I chose to stay and experience the rest of the trip fully. I leaned into the community around me, and while grief filled me, I exuded joy and was surrounded by happiness. I felt both overwhelmed with loss and joy simultaneously. Israel itself surprised me. I worried about accessibility, the stairs, the hills, and uneven terrain. But what I learned instead was that it’s the people who make a place accessible. Our logistics team planned ahead, checked access, and when something wasn't fully accessible for each of us, they found a way around it. And being surrounded by other Jews who understood my reality mattered more than I expected.
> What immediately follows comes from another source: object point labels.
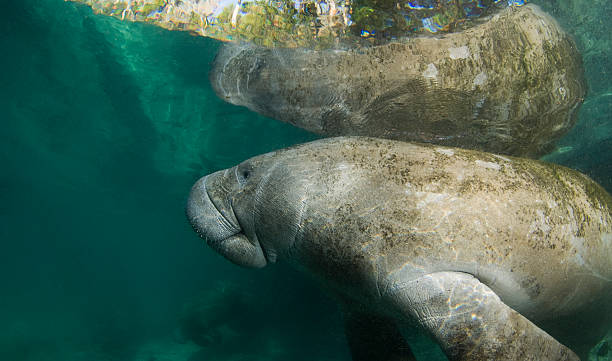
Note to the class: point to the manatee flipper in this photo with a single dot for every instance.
(470, 322)
(375, 338)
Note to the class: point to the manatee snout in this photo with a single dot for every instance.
(211, 214)
(205, 218)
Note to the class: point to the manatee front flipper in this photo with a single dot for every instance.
(470, 322)
(375, 338)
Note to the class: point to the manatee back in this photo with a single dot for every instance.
(540, 235)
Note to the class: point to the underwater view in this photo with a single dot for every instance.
(398, 247)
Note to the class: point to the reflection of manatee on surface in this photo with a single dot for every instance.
(473, 247)
(510, 85)
(310, 23)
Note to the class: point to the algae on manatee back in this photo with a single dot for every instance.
(294, 23)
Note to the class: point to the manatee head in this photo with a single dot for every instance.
(249, 213)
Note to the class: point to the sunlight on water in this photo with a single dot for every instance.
(105, 127)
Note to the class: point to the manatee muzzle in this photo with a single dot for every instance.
(205, 218)
(217, 223)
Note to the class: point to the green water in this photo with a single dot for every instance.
(104, 128)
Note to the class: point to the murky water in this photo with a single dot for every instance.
(105, 127)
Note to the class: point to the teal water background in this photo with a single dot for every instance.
(104, 128)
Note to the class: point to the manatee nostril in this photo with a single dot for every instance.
(205, 218)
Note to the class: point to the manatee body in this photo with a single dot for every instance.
(473, 247)
(510, 85)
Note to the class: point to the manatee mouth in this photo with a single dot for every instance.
(207, 220)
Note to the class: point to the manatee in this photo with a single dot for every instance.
(510, 85)
(495, 257)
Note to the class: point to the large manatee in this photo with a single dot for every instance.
(511, 85)
(490, 255)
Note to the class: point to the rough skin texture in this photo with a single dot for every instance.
(511, 85)
(473, 247)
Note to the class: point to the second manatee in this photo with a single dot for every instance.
(510, 85)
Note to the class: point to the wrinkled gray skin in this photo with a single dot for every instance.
(511, 85)
(470, 246)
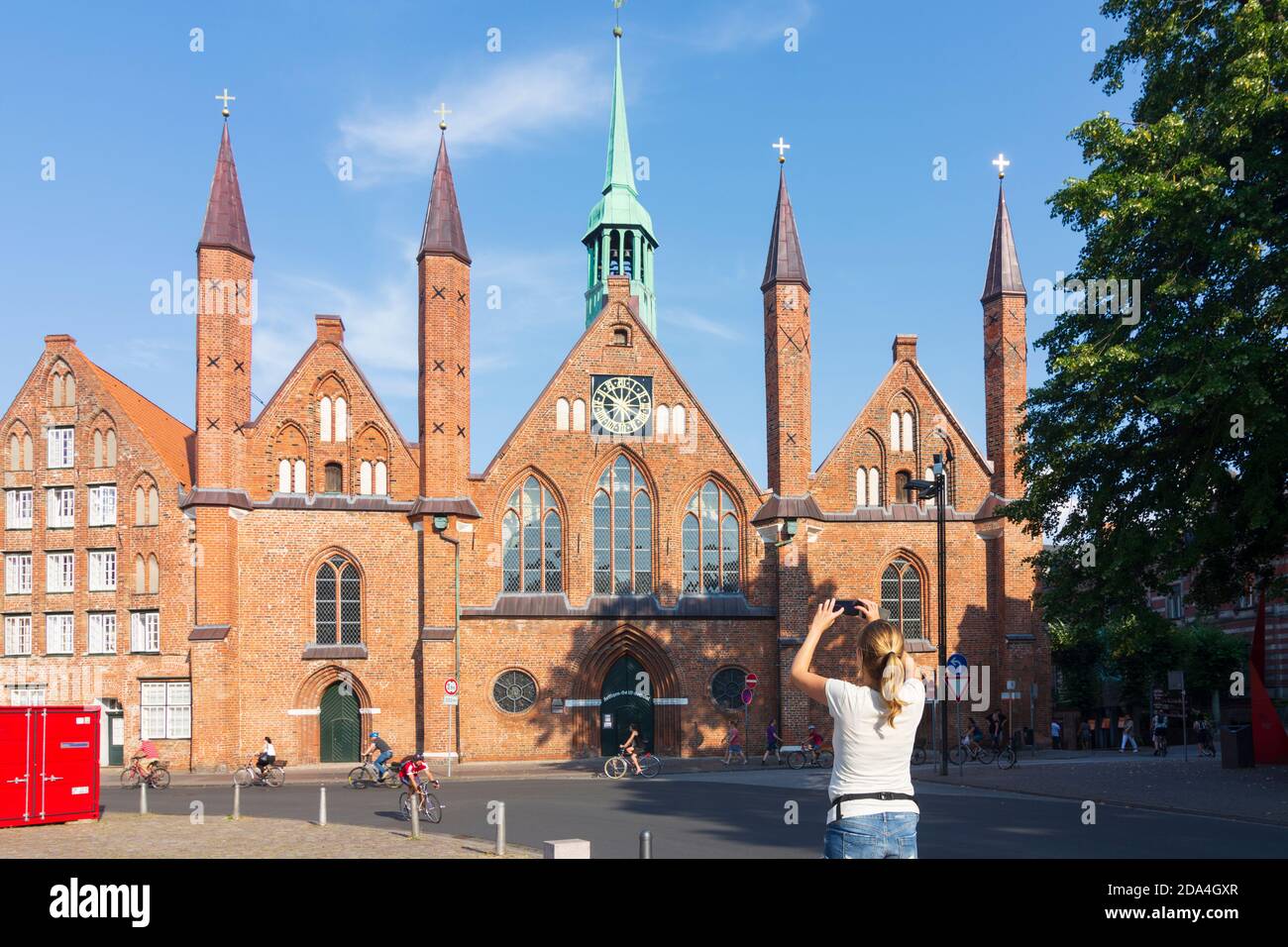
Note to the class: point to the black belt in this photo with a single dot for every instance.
(884, 796)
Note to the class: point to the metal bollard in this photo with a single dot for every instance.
(500, 828)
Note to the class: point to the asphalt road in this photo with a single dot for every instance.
(699, 815)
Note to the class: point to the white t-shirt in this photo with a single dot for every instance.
(872, 755)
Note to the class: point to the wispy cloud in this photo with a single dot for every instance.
(518, 105)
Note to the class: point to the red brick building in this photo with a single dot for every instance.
(312, 574)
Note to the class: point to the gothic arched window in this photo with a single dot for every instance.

The trip itself was remarkable because it didn't have to be perfect. When my ankle braces were lost during the flight, and my wheelchair footplate broke, solutions were quickly made with some zip ties, duct tape, and creativity. Living with medical complexity teaches you how to adapt quickly, and being surrounded by people who were familiar with the same things made it easier.

There were so many moments in Israel that I felt my Bubby so strongly right beside me. The next day after her passing, we went adaptive tree climbing, and I got to pull my body weight up a tree with my arms, something I never thought I'd be strong enough to do. With a little bit of assistance, I made it to the top. I felt Bubby with me that entire day. And the next day, we went ATVing. I wanted to sit up front, and the staffer said, “Sure, get in right next to me.” And I steered while she controlled the pedals. We went on a boat ride. And right before we got on the boat, I started crying because the last time I'd been on a boat was adaptive sailing with my Bubby, and I could genuinely feel that Bubby was watching right over me.

Being surrounded by other Jews, by people who understood my life experience, was incredible, and I'm so grateful to Birthright Israel for giving me this opportunity because there's no way this could have happened otherwise. Birthright Israel didn't just make this trip possible; it made travel feel possible again. It shifted what I viewed myself as capable of. If I could go to Israel, why couldn't I go somewhere else, too? For years, I've been told to wait for seminary, for health, for walking, and this trip taught me that waiting for the right moment often means missing life entirely. Sometimes you take the ten days, and you go anyway. I didn't have to wait to live my life. I've actually since traveled to Florida with a friend from Birthright, and my wheelchair was totaled; I'm in the process of getting a new one now, but that's not gonna stop me from traveling because you can't wait for the perfect moment when you never know how many moments you have left. That’s what it meant to go on Birthright Israel.